What is the difference between a Funeral Service and a Memorial Service?
It may just be semantics but if a funeral home knows the proper terminology, they might as well use it and the public might as well know what it is, right? A Funeral Service implies that the body will be present for the service, so one can expect to see a casket. A Memorial Service should let the attendee know that the body will not be present for the service. Cremated remains can be at a Memorial Service, but the public should not expect any viewing of a body or going to a cemetery afterwards. Of course, there can always be exceptions. Sometimes someone will read where a there will be a Memorial Service at the Funeral Home and immediately following there will be an inurnment at a local cemetery. In this case, the service would be held but the public would still be invited to the cemetery for the burial of the ashes or to be inurned in a columbarium at the cemetery.
A lot of churches are beginning to have their own columbarium’s for ashes. A columbarium is a niche or group of small spaces to house cremains.

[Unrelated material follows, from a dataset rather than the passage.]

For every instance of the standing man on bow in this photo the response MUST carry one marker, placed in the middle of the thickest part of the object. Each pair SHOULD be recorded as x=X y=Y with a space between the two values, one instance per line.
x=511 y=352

Some are above ground, and some are in the ground, but they are prefabricated small crypts for ashes.
If Funeral Homes can educate the public with industry jargon, hopefully the public will know what to expect when they attend the Service. Cremation is becoming more and more popular and is currently done by a majority of families for their loved one, in the United States. Many people create focal points where the casket once was at a church or Funeral Home Chapel.
The space in front of the podium or alter and a good term that people relate to is the “focal point”. Families will have enlarged pictures, an arrangement of flowers, sometimes an Urn and other memorabilia that was important to the deceased. Fishing Poles, skis, hats, jackets, have all been used at the focal point to draw remembrance to their family’s specific love, hobby, or personality.
Veterans typically have a pre-folded flag at the focal point to draw attention to the veterans’ service to our Country. Different military groups handle the flag detail in different ways. Some will simply come down and take the flag from the easel and let taps play and then present the flag to the family. Other groups will, take the flag from the easel, unfold it, play taps, and then refold it and present it to the next of kin or whoever the next of kin dictates to receive it.
Amarillo Funeral Homes appear to use the proper language when submitting obituaries to their website, but if you ever see an Amarillo funeral home that has not termed something correctly in the obituary or on the small bulletin that is passed out at a funeral, I think you could have some light – hearted fun with them.
So, how important is terminology? We don’t know but why not be correct when we can. It is the simple nuances of the English language that make our language difficult to learn and beautiful in the same manner.
A Memorial Service does not have the body at the service, whereas, a Funeral Service does.